Whether you’re an ardent fan of animation or a casual viewer, the Ghibli Museum in Mitaka is an attraction that can’t be missed if you’re visiting Tokyo.
Unlike most attractions, though, it isn’t a place you can simply stroll in when the mood takes you. Admission is strictly by advanced booking at certain times before your desired date and time.
Here’s how you can get your hands on the coveted tickets!
Disclaimer #1: While you do pay upfront, what you get at this stage is a printed voucher which you exchange for a ticket at the museum.
What you need:
- Your passport number
- A working credit card
- Your address in Japan
- Reliable Internet connection
- Sheer will and preparedness (the former to tide through that momentary heart attack when you’re re-directed to the waiting screen, and the latter to get everything ready to make your purchase as smooth as possible!)

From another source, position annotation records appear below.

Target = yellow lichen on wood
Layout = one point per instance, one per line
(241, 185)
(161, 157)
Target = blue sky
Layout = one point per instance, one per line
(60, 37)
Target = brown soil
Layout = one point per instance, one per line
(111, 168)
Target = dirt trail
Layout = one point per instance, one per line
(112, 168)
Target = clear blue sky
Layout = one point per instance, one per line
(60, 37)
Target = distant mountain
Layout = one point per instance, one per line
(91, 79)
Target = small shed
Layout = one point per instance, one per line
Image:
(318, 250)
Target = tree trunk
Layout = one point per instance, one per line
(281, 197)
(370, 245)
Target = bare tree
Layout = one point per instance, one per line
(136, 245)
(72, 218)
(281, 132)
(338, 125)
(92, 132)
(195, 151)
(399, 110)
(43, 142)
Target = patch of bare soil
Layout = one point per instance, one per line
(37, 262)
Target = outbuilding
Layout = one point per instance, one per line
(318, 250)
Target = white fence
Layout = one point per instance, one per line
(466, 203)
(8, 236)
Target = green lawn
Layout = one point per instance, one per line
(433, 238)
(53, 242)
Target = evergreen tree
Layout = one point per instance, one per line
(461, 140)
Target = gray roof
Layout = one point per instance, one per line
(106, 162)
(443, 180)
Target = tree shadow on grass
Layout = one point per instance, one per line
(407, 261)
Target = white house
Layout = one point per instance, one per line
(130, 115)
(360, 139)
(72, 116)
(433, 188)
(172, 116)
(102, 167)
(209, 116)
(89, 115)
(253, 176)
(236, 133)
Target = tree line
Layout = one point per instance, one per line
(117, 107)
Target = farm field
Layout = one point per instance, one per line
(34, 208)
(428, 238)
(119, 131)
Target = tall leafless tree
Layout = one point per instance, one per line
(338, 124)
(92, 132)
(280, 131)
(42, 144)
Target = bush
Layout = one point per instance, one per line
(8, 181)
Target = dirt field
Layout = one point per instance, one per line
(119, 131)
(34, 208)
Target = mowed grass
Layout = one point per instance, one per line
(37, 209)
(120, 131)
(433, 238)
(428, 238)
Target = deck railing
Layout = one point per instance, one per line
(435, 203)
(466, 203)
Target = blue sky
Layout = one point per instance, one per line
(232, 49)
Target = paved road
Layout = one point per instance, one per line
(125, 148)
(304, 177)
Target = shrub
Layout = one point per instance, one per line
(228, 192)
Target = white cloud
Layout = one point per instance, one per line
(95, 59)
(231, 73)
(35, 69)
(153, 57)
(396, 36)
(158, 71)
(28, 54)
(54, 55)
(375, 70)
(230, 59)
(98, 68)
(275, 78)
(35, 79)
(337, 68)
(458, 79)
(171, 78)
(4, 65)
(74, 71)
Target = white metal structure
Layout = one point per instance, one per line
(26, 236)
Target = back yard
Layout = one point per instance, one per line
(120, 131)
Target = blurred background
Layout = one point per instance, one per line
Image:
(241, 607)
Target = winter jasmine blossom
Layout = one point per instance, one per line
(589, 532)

Disclaimer #2: As I did not purchase the tickets using all the methods listed here, I cannot vouch personally for the reliability of each and every third party platform, so choose them at your own risk and discretion. I tried to compile my research as accurately as possible, but if you spot any mistakes/updates I may have missed, feel free to point them out!
1. Official Ghibli Museum Website
The official – and cheapest – way of getting tickets is through the online ticketing portal, managed by Lawson. Be warned, though, as legions of Hayao Miayazaki fans worldwide would be clamouring for the same tickets, and it’s not surprising to be stuck at the waiting screen for a good half hour before you can even get through the date and time selection screen.
So here’s what you do! Hit the link above at 10am Japan time, scroll down, and you will see this screen. Hit the pink “select” button on the right hand panel.
If you’re lucky, you should be directed to this page. The calendar will take a while to load, so don’t make the same mistake I did and click the “back” button.
Ta-dah! You can pick your date and time by clicking on the appropriate time slot.
You’ll also notice a symbol next to each time slot:
- ○ Available
- △ A few left
- × Sold out
Based on my experience, the 12pm and 2pm time slots sell out the fastest, followed by 10am and then 4pm.
While the entry times are staggered across 2 hour slots throughout the day, you can stay till closing time no matter when you entered, so choose wisely!
Once done, you’ll be asked for the following:
- Number of tickets by age group
- Your name, email, phone number, passport number, country of origin, and address in Japan
- Your credit card information to process the payment
Do note that you cannot change anything once your purchase goes through. Tickets are non-exchangeable for the “group leader” whose details you submitted to the website, as the museum staff will verify your identity with your passport number to prevent scalping.
Once your purchase is confirmed, you’ll be asked to set up an account to access your electronic ticket, including a 4 character alphanumerical password (don’t lose this!).
You can access and print your ticket anytime through the “My Page” portlet.
2. JTB Overseas Office
When: 1st of the month, up to 3 months before your intended date of visit
Price: List price; subject to weekly currency exchange rates
Additional Charges: None
Delivery: Self-collect upon purchase at the JTB overseas office or via delivery depending on your respective country office
Contact: Contact your respective country office (check the link below)
Living in Hong Kong, Taiwan, South Korea, Australia, New Zealand, USA, Canada, UK, France, Germany, Italy, Spain, Sweden, Denmark, Norway, or Finland? You’re in luck!
You can purchase Ghibli museum tickets from your respective country office at least 3 months before your intended date of visit – but hurry, as ticket sales are limited to 200 per day for all overseas sales through JTB (reservation over telephone, fax, and e-mail is available for Oceania, North America, and Europe regions).
For Singapore residents, tickets are available with a minimum 1 night booking at any Tokyo, Chiba or Kanagawa hotel through JTB. More details here!
3. Third Party Platforms
If you’re truly desperate (or simply decided to try your luck at the last minute), there are tons of third part platforms that you can purchase tickets from… but try to avoid them as much as possible, given that some charge a 2 -7 time markup, or include a mandatory afternoon “tour” that is supposedly a one-way transportation from a designated meeting point to the front door of the museum.
Bridge Japan, Voyagin, Viator, and Experience Japan allow you to pick more than 1 preferred time slot to increase your chances of getting a ticket. Whatever you do, do not buy from third party individuals or auction platforms, as these are most likely scalpers whom the museum is working hard to clamp down on.
While the supposed 2,400 tickets sold per day might seem a lot for the museum to handle in terms of crowd control, it is still a minuscule amount compared to the worldwide demand; it’ll behove you to increase your chances by:
- Asking (or begging) a friend or relative who is currently residing in Japan, as tickets go on sale way earlier in some neighbourhoods. There are also the Loppi machines at Lawson stores, where tickets are sold on the 10th of every month.
- Planning your holiday to Tokyo such that it takes places over the start or end of the month, i.e. from 29 May to 10 June. That way, you can battle the online queue on the official website twice!
I’ve compiled a list of available options and vendors here (you’re welcome!) – good luck!